The reason for this week’s drop is not primarily the Fed, but the Treasury Secretary Janet Yellen, who rolled out an expansion of deposit insurance above $250,000. That was a sobering cold shower for investors as rumours that all deposits in the U.S. banking system are SAFU stopped the sell-offs on Monday and pushed stock markets up. The next day Yellen almost redeemed her swift unwise statement, but the stock market had already lost 1.6% by this time, erasing most of the weekly gains.

Yellen said the U.S. Administration is prepared to take more actions to keep bank deposits safe. This did not seem justified, and this sentiment has almost been ignored in the market as investors prepare for the worse to come.

Technically, the S&P 500 index continues to move within a downside formation with targets at 3650-3750 points. There are no hurdles to stop the index from falling to 3840-3860 points. The nearest resistance is at 3950-3960 points. The rendezvous with the support at 3840-3860 will be most important. If it fails the possibility of a further drop to the primary target at 3650-3750 points and below will increase dramatically next week.

Oil prices retested recently confirmed resistance level of $77-79 per barrel of the Brent crude benchmark. Recession logic suggests that prices are heading towards $67-69 per barrel with the primary target at $40-60 per barrel. The Organisation of Petroleum Exporting Countries and its allies will meet at the beginning of April. So, there seems to be nothing to support prices, except perhaps for some unexpected tensions in the Middle East.

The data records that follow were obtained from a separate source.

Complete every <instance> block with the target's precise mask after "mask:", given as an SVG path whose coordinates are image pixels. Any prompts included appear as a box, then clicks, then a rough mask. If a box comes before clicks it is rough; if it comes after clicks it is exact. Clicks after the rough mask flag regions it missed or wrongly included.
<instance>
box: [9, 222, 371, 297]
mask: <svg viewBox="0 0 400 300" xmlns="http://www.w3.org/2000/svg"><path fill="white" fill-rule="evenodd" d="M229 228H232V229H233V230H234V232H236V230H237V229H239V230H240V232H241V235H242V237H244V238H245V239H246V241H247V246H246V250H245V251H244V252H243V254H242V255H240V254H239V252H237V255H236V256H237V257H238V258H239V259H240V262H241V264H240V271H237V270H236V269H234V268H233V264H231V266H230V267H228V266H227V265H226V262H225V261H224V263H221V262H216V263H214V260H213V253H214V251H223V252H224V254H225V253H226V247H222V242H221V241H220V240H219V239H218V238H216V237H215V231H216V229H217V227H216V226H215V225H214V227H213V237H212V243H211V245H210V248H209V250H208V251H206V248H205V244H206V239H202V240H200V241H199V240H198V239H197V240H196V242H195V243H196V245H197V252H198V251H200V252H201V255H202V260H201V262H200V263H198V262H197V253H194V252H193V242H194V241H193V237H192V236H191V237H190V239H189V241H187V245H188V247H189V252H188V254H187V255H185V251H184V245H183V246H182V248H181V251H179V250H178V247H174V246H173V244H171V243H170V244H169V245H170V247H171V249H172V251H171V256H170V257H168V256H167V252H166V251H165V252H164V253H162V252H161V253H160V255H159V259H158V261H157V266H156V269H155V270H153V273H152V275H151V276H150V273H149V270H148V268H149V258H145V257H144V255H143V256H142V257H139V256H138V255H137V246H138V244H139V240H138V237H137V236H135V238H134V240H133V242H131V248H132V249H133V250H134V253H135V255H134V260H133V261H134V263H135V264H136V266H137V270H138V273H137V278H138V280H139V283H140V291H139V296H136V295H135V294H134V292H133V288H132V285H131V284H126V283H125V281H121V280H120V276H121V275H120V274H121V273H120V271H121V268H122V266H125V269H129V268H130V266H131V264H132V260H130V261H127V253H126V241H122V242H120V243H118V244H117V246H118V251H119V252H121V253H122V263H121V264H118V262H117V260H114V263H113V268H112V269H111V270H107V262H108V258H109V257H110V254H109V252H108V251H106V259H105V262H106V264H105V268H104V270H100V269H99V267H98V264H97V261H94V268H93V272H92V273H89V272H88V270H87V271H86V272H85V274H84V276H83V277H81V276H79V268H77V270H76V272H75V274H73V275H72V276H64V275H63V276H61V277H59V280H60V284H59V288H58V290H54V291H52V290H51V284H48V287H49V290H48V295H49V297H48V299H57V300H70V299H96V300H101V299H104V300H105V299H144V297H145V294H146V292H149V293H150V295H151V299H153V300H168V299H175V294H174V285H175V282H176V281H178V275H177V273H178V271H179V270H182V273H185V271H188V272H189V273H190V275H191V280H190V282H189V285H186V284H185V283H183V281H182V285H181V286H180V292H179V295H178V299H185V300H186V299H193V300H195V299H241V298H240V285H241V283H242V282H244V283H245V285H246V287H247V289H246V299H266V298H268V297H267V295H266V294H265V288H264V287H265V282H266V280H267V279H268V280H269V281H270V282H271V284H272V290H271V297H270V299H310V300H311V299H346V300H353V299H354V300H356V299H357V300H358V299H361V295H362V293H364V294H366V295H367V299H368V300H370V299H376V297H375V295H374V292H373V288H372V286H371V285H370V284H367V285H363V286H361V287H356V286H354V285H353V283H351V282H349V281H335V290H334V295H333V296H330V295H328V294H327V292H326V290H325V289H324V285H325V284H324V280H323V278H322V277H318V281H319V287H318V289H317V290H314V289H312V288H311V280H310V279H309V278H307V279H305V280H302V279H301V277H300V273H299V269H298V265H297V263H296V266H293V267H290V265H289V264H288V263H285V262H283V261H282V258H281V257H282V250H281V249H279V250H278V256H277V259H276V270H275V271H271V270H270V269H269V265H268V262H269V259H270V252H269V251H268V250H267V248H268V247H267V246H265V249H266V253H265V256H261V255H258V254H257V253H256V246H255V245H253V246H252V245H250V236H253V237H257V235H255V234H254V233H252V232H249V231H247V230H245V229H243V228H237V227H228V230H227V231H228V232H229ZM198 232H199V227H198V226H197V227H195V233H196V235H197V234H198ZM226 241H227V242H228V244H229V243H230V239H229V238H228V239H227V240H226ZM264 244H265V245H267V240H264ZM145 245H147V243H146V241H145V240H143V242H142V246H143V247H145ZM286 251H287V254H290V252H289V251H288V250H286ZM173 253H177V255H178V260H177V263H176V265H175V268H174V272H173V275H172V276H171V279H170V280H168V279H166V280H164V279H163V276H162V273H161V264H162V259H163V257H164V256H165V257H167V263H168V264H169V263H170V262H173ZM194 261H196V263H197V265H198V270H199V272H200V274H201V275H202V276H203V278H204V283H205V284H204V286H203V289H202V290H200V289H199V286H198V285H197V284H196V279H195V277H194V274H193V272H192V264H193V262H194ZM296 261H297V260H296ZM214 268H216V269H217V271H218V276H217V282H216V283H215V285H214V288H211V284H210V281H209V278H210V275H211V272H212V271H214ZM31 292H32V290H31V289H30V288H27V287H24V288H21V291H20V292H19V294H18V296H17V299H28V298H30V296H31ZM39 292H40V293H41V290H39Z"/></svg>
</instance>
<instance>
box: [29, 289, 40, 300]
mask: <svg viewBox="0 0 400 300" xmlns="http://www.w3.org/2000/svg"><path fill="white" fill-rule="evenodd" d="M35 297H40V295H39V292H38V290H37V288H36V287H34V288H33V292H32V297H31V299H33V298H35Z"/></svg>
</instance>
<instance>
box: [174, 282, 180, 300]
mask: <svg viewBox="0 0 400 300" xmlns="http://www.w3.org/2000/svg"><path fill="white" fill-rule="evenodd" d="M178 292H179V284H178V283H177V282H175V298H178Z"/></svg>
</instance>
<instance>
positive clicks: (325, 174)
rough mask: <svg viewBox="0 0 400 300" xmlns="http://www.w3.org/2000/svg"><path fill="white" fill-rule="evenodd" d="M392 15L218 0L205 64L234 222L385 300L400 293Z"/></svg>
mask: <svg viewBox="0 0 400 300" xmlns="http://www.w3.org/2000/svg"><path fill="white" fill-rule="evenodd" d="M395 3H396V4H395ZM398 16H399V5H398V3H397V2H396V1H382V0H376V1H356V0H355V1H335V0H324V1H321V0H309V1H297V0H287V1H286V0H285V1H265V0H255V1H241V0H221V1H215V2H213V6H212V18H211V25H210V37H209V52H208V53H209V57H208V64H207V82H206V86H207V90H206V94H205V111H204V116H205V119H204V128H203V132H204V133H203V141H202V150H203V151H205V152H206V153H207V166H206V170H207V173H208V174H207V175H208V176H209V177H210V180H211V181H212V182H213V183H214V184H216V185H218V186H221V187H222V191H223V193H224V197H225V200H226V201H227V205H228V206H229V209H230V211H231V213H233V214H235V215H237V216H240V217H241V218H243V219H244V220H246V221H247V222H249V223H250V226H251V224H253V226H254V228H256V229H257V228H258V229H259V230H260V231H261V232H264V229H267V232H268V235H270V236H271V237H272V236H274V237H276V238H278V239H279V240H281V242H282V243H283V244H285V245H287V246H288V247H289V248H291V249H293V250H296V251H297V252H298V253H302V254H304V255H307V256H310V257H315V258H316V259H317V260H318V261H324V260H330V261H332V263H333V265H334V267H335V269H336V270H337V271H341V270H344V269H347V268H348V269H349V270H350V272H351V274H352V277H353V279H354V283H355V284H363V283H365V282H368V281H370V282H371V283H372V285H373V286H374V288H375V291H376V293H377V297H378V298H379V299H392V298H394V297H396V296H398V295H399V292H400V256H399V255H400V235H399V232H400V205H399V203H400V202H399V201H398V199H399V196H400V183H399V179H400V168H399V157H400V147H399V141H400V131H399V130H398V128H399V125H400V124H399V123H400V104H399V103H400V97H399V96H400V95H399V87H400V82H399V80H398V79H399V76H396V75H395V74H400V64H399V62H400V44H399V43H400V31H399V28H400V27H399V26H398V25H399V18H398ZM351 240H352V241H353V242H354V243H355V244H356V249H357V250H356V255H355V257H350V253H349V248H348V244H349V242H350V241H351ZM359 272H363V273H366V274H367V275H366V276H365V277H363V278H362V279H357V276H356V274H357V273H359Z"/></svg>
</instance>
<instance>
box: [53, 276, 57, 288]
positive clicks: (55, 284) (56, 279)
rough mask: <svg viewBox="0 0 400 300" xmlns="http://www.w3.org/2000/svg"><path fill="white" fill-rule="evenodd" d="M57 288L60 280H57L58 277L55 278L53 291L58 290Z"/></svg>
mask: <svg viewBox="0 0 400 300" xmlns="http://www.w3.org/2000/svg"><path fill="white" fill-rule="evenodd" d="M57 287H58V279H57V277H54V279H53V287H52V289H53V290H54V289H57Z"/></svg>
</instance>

Gold prices are moving inside the mid-term, upside formation with targets at $2000-2100 per troy ounce by the middle of 2023. Prices broke through the resistance level of $1890-1900 per ounce amid a shocking quake in the U.S. banking system and the widening fears of a possible banking crisis. They have reached the target zone. However, prices are likely to tumble before they can resume climbing towards extreme targets at $2400-2500 per ounce. It is better to wait and see how the situation will evolve.

The U.S. Dollar has dropped substantially, but this seems to be rather temporary. The Dollar may renew its highs before going further towards the other direction. Considering high volatility in the market, it is better to place orders attached to longer perspectives. Short trades for EURUSD opened at 1.06700-1.07200 with a downside target at 5000 points below the opening level and the same 5000 points for a stop-loss order should be considered attractive. The decline of the EURUSD to 1.05000-1.05500 could be used to close half of the trade, and the other half should be continued until the targets of 1.03000-1.03500 are met.